Bilawal took a swipe at other controversial judgements of the courts, such as a verdict that freed the men accused of raping Mukhtar Mai, and the poor record of prosecution of terrorists by the judiciary. "More than 50 per cent of terrorists presented before our courts have been freed. I am told there is a lack of evidence and the fault lies with the prosecution. The rapists of our sister Mukhtar Mai have been freed by the courts. Presumably for the same reasons," he said.

"How can there be enough evidence to hang Zulfiqar Ali Bhutto but not enough evidence to keep terrorists and rapists in prison?" he asked. Bilawal also referred to the widespread perception that the Supreme Court was soft on the leadership of the PML-N, which played a key role in the movement to restore the judges who were sacked by the former military regime, including Chief Justice Iftikhar Cahudhry.

The PPP has often claimed that the apex court`s verdicts have favoured PML-N chief Nawaz Sharif and his brother, Punjab Chief Minister Shahbaz Sharif. "The Sharifs of Lahore have had their trumped up charges squashed by the courts. I do not believe there will be double standards. I do not believe that Shaheed Zulfikar Ali Bhutto of Larkana is hanged but he does not get justice from these courts while the Sharifs of Lahore are vindicated," Bilawal said.

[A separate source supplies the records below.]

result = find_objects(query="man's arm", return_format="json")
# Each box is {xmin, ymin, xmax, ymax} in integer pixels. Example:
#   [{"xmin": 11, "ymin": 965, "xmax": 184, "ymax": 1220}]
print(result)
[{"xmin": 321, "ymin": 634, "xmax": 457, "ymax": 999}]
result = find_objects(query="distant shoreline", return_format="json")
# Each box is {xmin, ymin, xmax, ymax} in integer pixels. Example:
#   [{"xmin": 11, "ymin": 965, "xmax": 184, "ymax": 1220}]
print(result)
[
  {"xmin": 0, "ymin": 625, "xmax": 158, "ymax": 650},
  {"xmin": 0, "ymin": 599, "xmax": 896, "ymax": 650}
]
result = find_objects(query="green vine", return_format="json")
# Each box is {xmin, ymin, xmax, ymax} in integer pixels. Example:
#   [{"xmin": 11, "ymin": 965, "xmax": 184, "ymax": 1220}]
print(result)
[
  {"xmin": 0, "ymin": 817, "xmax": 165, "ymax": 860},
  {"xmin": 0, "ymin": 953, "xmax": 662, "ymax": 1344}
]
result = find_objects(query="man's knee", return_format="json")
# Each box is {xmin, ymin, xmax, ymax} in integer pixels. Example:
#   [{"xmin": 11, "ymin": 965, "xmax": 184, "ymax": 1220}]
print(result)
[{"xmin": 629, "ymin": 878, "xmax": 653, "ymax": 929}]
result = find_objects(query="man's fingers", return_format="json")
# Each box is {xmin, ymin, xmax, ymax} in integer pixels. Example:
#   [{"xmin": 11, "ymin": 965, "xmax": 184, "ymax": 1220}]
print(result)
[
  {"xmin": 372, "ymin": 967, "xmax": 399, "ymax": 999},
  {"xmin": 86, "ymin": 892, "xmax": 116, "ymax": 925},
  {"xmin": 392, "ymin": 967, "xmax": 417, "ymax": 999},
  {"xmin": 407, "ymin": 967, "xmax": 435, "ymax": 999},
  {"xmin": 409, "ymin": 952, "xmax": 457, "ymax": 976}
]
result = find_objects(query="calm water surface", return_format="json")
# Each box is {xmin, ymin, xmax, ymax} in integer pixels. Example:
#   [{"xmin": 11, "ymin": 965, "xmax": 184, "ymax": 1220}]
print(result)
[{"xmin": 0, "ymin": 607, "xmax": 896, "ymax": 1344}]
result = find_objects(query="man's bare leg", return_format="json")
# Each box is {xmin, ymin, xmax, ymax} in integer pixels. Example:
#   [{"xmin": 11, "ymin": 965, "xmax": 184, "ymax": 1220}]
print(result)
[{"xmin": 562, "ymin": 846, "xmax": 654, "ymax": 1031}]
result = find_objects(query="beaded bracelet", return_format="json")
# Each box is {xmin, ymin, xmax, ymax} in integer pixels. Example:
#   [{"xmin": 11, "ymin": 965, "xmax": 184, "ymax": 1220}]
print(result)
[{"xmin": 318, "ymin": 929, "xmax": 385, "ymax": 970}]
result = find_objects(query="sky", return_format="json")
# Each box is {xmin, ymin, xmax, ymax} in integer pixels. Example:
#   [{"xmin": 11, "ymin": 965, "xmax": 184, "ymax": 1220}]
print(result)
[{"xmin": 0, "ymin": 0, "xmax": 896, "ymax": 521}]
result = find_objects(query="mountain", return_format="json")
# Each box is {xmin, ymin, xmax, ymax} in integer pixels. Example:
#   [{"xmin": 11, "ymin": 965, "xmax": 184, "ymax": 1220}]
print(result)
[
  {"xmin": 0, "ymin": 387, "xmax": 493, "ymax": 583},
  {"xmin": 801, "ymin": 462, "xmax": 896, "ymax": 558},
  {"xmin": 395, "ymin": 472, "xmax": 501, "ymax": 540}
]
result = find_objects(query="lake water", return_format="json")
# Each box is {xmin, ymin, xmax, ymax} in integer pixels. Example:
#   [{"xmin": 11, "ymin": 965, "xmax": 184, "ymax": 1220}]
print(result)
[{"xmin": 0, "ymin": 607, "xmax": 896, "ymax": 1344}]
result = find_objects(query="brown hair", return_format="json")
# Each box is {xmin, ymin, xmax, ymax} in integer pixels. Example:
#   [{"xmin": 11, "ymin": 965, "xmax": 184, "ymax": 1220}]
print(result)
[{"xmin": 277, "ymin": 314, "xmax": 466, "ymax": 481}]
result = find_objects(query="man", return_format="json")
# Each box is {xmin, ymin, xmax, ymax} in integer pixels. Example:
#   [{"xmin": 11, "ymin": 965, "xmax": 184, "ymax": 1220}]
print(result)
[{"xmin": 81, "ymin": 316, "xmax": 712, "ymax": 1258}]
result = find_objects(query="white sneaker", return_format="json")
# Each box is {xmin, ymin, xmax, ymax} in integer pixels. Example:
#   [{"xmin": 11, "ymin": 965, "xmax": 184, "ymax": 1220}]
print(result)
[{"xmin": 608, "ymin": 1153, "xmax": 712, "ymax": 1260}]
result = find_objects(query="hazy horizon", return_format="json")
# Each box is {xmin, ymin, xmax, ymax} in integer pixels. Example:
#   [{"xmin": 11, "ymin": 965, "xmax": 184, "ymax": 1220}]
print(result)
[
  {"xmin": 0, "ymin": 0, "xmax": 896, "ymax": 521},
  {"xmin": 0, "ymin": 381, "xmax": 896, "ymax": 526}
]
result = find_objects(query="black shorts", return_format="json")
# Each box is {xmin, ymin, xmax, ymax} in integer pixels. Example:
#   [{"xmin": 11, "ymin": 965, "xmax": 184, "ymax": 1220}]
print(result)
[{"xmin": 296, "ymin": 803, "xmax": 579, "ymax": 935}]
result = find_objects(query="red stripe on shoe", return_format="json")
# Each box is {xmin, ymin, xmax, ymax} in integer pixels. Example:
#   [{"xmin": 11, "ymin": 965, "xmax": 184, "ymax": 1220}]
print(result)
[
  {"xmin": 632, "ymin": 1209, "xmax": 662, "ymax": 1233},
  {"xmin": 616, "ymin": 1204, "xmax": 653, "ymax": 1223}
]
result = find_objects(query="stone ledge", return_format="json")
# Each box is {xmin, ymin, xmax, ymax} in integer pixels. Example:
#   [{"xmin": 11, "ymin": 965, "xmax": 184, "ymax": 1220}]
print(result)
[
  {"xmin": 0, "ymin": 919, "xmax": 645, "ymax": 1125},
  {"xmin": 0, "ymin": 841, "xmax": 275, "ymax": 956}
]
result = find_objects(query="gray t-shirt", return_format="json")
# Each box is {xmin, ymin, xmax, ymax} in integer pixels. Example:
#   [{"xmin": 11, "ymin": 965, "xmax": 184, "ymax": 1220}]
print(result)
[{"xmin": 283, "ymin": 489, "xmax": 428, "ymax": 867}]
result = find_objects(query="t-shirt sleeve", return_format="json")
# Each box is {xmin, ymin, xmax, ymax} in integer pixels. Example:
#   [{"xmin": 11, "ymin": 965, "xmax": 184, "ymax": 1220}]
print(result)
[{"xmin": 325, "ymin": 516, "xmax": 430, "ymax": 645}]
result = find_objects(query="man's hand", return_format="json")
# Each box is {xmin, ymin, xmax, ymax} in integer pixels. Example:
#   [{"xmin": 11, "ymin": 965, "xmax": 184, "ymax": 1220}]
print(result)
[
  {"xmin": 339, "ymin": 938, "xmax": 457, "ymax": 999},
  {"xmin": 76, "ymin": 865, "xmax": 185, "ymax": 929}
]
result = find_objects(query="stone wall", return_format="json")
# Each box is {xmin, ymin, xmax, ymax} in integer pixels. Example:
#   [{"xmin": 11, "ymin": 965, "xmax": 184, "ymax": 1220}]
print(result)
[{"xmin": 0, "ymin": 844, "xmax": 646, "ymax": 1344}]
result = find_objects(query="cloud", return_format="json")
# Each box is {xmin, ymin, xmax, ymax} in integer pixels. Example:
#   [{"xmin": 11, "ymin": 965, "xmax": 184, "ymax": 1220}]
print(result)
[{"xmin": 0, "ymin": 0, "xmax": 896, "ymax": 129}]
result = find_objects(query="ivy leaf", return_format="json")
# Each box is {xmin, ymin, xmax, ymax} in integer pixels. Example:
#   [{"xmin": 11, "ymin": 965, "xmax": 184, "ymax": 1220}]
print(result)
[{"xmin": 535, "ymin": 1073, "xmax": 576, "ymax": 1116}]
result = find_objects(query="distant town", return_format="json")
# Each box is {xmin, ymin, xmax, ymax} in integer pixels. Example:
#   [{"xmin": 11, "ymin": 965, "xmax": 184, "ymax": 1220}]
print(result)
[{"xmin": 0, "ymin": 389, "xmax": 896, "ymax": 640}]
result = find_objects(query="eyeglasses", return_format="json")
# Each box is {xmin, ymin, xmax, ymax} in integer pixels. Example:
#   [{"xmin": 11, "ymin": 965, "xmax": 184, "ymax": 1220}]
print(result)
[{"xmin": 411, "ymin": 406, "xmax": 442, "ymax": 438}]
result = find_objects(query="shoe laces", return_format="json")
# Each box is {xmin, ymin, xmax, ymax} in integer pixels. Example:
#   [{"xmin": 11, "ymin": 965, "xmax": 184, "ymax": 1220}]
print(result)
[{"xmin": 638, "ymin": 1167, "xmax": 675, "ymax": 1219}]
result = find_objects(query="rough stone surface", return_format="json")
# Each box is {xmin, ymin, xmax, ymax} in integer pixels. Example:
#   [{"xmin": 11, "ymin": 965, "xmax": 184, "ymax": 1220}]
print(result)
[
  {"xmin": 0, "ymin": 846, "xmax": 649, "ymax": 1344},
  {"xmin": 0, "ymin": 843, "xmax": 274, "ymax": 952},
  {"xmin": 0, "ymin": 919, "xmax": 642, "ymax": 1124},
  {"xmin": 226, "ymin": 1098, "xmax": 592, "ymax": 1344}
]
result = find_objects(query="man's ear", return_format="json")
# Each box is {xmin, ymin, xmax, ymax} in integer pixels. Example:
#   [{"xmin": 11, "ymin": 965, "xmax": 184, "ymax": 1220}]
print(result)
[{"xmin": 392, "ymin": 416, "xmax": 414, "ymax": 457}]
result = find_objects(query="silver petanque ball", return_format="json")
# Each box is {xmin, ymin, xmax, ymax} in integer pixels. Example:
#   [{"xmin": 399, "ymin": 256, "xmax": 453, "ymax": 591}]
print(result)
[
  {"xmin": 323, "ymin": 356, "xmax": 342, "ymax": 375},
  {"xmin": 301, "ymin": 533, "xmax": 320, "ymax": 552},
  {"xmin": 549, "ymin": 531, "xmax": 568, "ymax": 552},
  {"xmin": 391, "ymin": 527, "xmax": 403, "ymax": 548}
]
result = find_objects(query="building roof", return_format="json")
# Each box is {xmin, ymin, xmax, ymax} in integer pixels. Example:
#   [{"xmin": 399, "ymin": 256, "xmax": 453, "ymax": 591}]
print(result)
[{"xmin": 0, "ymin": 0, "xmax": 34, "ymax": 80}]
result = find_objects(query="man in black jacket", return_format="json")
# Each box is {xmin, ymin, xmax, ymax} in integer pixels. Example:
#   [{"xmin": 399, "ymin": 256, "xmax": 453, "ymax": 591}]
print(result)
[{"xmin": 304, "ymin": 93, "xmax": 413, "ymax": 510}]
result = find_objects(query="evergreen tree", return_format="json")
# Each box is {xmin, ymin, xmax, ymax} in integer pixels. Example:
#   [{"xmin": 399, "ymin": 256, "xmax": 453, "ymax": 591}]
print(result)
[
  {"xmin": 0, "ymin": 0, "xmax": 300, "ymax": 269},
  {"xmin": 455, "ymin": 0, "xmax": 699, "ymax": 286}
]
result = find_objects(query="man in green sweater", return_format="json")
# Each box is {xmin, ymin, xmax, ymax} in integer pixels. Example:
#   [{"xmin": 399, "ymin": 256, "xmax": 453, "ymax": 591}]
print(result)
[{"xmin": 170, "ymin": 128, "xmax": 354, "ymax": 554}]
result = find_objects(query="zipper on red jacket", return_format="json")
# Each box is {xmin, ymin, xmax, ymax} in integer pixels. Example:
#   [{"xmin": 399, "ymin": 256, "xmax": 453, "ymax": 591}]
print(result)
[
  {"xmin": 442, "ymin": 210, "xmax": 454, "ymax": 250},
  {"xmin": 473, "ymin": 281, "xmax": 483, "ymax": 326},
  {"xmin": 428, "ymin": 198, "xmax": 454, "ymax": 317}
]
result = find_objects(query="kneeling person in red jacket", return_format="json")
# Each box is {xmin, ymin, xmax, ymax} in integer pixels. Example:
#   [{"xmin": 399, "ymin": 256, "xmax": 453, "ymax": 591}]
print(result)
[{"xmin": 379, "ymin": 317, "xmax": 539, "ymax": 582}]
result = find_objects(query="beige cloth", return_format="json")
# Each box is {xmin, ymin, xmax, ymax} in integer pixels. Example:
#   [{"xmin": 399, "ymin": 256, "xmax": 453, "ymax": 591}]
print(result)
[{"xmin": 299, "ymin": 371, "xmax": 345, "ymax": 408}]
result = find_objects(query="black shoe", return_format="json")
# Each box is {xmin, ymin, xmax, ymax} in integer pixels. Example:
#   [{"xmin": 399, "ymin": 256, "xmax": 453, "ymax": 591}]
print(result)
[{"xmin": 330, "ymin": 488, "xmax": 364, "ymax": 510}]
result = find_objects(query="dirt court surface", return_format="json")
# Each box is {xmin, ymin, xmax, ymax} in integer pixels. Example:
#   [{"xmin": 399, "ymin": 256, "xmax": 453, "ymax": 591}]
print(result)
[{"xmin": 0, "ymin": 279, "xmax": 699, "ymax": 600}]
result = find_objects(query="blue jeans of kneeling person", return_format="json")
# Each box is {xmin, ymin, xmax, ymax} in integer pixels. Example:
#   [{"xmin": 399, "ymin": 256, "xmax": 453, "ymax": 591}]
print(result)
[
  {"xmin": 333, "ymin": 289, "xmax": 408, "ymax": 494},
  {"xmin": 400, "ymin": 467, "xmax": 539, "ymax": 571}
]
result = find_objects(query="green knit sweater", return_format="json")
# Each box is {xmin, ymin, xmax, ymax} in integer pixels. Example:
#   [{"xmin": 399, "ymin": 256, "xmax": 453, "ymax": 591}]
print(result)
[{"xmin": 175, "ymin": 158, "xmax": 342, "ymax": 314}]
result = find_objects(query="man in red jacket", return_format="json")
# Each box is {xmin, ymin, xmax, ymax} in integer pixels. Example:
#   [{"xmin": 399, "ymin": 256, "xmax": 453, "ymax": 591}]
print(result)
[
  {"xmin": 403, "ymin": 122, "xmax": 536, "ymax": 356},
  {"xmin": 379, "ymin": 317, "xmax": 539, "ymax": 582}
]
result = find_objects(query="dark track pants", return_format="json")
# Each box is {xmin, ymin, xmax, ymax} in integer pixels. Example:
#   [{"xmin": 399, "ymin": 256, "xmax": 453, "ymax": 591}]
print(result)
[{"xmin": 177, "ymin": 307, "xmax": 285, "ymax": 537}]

Referring to the attack on the Supreme Court in 1997 by PML-N workers during the hearing of a contempt case against the then Premier Nawaz Sharif, Bilawal contended that "a Prime Minister who ransacked the Supreme Court is given better treatment over our… Prime Minister who obeys the Constitution and presents himself before the court."

Bilawal`s remarks came against the backdrop of a dragging standoff between the government and the judiciary over several matters, including the reopening of corruption cases against Zardari and a mysterious memo that sought US help to stave off a military coup after the killing of Osama bin Laden last year.